Притолоки в доме были как раз по росту Смилины: чтоб она не нагибалась при входе в каждую комнату, Одинец когда-то все их переделал, подняв выше. Но потолка она макушкой всё-таки почти касалась. Войдя, Смилина застыла: вместо крепенькой, как репка, Любони за вышивальным столиком сидело полупрозрачное существо, тоненькое, как былинка. Стежок за стежком, стежок за стежком – неустанно трудились пальчики, и на праздничной скатерти расцветали алые маки, переплетаясь с пупавками и колосьями пшеницы. Сердце горячо облилось солёной смесью крови и слёз, и Смилина окликнула едва слышно:
– Любонюшка…
Если б не глазищи, не узнать было б Любоню. Воткнув иголку в ткань, она медленно поднялась, не сводя этого леденящего, осенне-грустного и исполненного далёкой нежности взгляда. Она будто не верила, что Смилина стояла перед нею живая и настоящая, а потому улыбалась гостье, как сну, как прекрасному видению, посетившему её средь бела дня.

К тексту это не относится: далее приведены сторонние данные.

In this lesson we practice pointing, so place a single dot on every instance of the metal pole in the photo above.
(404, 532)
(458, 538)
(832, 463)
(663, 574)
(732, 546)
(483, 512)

– Здравствуй. – Женщина-кошка шагнула к ней, и половица скрипнула под её тяжёлой ногой, обутой в чёрный, расшитый жемчугом сапог. Еле держал её этот ветхий пол.
– Ты?.. – Любоня то хмурилась, то снова улыбалась. – Ты здесь? Ты вернулась?
– Да, моя голубка, это я. – Смилина подхватила её и поставила на лавку, чтоб смотреть прямо в глаза, а не сверху вниз.
Сердце сжалось: будто не живую девушку руки подняли, а куклу соломенную. Никакого весу… И вместе с тем, как ни странно, эта худоба, болезненность и воздушность красили её, делая тоньше, нежнее, одухотворённее. Смилина с горько-солёным, тёплым комком смешанных чувств любовалась ею. Уж не репка, а цветочек на хрупком стебельке, который хотелось беречь от мороза и ветра.
– Тебя не узнать, моя хорошая. – Голос осип, Смилина сама себя едва слышала.
Ресницы Любони опустились, защекотав пушистыми тенями втянувшиеся щёки, на которых едва виднелись поблёкшие конопушки, а потом вскинулись опять.
– Что, сильно я подурнела?
– Ты красавица. – Смилина не кривила душой. Слова вырвались сами, а губы прильнули к дрогнувшим пальцам девушки.
Тёплая ладошка легла на голову Смилины.
– Тебя… тоже не узнать. Я даже… испугалась немножко.
Да, Смилина не ошиблась с выбором камней для колечка. Они сияли ей сейчас, эти медовые яхонты, два летних лучика на погрустневшем и осунувшемся лице.